A promising application of ML to improve prediction of take-off times to enhance the accuracy of a ground-based prediction of an aircraft’s 4D trajectory (three spatial dimensions plus the time dimension) has been the subject of a study by EUROCONTROL in 2019.

At present, the most accurate estimated take-off time (ETOT) for each individual flight is provided by the network manager’s enhanced traffic flow management system (ETFMS).

The ETFMS messages are sent to Air Navigation Service Providers (ANSPs) for flights entering their airspace and to aircraft operators (AOs) by the Network Manager Operations Centre (NMOC) each time there is an event triggering a recalculation of an aircraft’s flight data.

In reality, aircraft do not always take off according to the ETOTs reported by the ETFMS due to several reasons including congestion, bad weather conditions at the departure airport and reactionary delay. The ML prototype developed by EUROCONTROL takes into account several of these factors in order to improve the take-off time prediction of individual flights before their Estimated Off-Block Time (EOBT).

Early successes

Two early successes include predicting passenger transfer connections and 4D trajectories.

London Heathrow Airport deployed a ML tool following a successful study, led by EUROCONTROL in early 2016 with the cooperation of University College London (UCL) and Darden Business school. The related decision support tool enhances key passenger transfer processes through data-driven predictions and the associated ML algorithm.

A second success story is in the EUROCONTROL Maastricht Upper Area Control Centre, where ML was used to predict 4D trajectories.

Project Manager Herbert Naessens said the 4D trajectory includes aircraft position, altitude and speed and already provides more accurate predictions. “We have an advanced prototype which we are considering for operational implementation.”

Results to date show a benefit of more than 47 per cent for horizontal accuracy improvement, while the average accuracy of the vertical predicted trajectory improves by more than 27 per cent – significant results from data-driven predictions.

What have we learned?

While there is plenty of justification for the optimism surrounding ML, things are not always straightforward. Current models are unable to identify all interesting patterns and interactions between the input features, in part because they are heavily dependent on available data, which often has accuracy issues that need to be resolved before use.

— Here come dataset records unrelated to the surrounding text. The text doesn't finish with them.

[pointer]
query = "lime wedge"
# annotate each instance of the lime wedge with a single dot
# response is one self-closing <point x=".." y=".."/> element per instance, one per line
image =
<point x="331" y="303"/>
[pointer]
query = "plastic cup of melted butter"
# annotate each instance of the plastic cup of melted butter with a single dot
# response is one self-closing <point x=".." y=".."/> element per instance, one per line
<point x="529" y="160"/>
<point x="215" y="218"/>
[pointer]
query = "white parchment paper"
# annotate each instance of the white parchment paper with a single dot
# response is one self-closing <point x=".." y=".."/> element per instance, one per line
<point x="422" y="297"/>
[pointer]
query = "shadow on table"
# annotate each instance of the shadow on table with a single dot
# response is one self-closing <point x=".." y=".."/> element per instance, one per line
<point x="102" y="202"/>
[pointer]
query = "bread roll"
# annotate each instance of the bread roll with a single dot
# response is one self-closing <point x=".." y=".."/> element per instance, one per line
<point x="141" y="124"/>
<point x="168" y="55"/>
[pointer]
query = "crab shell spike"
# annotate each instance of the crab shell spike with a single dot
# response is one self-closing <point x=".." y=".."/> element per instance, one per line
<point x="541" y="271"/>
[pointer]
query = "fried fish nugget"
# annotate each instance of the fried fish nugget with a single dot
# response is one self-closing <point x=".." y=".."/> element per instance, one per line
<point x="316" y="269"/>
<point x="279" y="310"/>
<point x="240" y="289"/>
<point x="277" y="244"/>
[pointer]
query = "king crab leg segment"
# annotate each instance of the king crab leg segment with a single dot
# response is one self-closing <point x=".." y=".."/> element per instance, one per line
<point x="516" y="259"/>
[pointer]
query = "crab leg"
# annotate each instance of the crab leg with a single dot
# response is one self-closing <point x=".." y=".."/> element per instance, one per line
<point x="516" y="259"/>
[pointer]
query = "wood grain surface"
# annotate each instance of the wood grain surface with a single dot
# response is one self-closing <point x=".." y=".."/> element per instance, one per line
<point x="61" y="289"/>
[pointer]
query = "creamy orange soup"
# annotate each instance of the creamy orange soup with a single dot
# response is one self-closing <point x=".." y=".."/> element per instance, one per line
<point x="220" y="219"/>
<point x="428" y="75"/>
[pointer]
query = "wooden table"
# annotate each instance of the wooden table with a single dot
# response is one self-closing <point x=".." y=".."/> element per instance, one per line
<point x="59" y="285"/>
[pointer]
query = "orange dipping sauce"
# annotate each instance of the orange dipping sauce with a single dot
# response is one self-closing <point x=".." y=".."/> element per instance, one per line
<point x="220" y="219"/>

Nevertheless, the predicted take-off times produced by the model (trained with three years of historical flight and weather data) showed a reduction of the take-off time prediction error of approximately 30 per cent, compared to ETOTs reported by the current ETFMS. Ensuring a complete dataset and reducing the number of missing features could signifi cantly improve predictive accuracy beyond the current 30 per cent of improvement.

For the turnaround example, missing features correspond to those related to catering or boarding issues, aircraft maintenance and mechanical problems, crew schedules, passenger connections, airport runway configuration, and occupancy of parking stands, as well as other information specific to airlines and airports.

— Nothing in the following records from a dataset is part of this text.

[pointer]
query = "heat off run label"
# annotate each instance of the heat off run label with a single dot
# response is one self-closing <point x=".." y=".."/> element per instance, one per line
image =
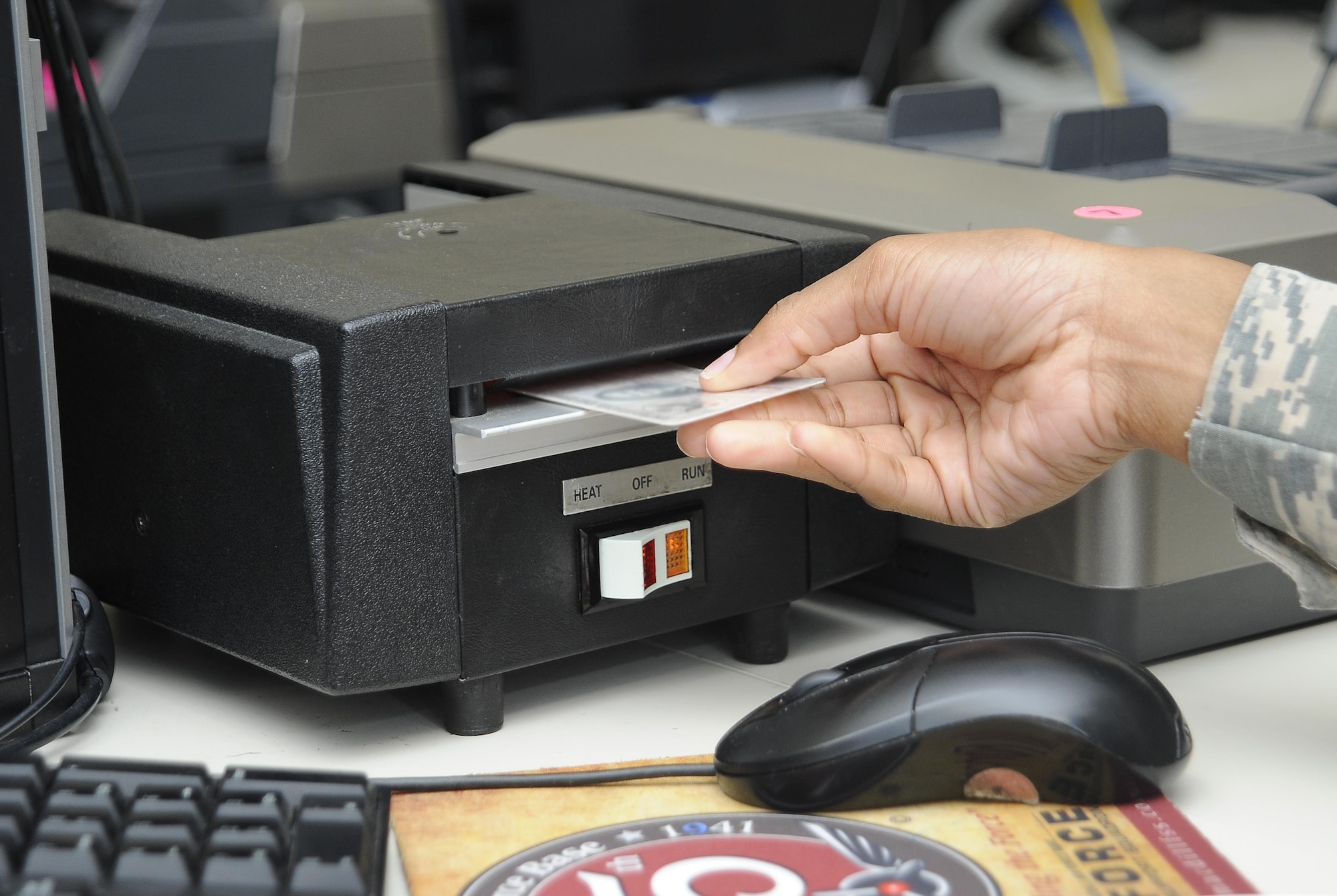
<point x="634" y="484"/>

The challenge today is to build confidence with stakeholders and to share such data through acceptable confidentiality policies and technical infrastructure. The benefits to those stakeholders go beyond the challenges of data protection.

Another important learning factor is to be able to understand the proposed model. Understanding the rules behind the decisions of a model increases trust on its predictions, helps to figure out how the process being modelled works, and provides insights on how to improve the model’s performance.

However, the highest predictive accuracy is often achieved by complex models, such as deep artificial neural networks, where the most influencing features and the interactions between them can be difficult to understand.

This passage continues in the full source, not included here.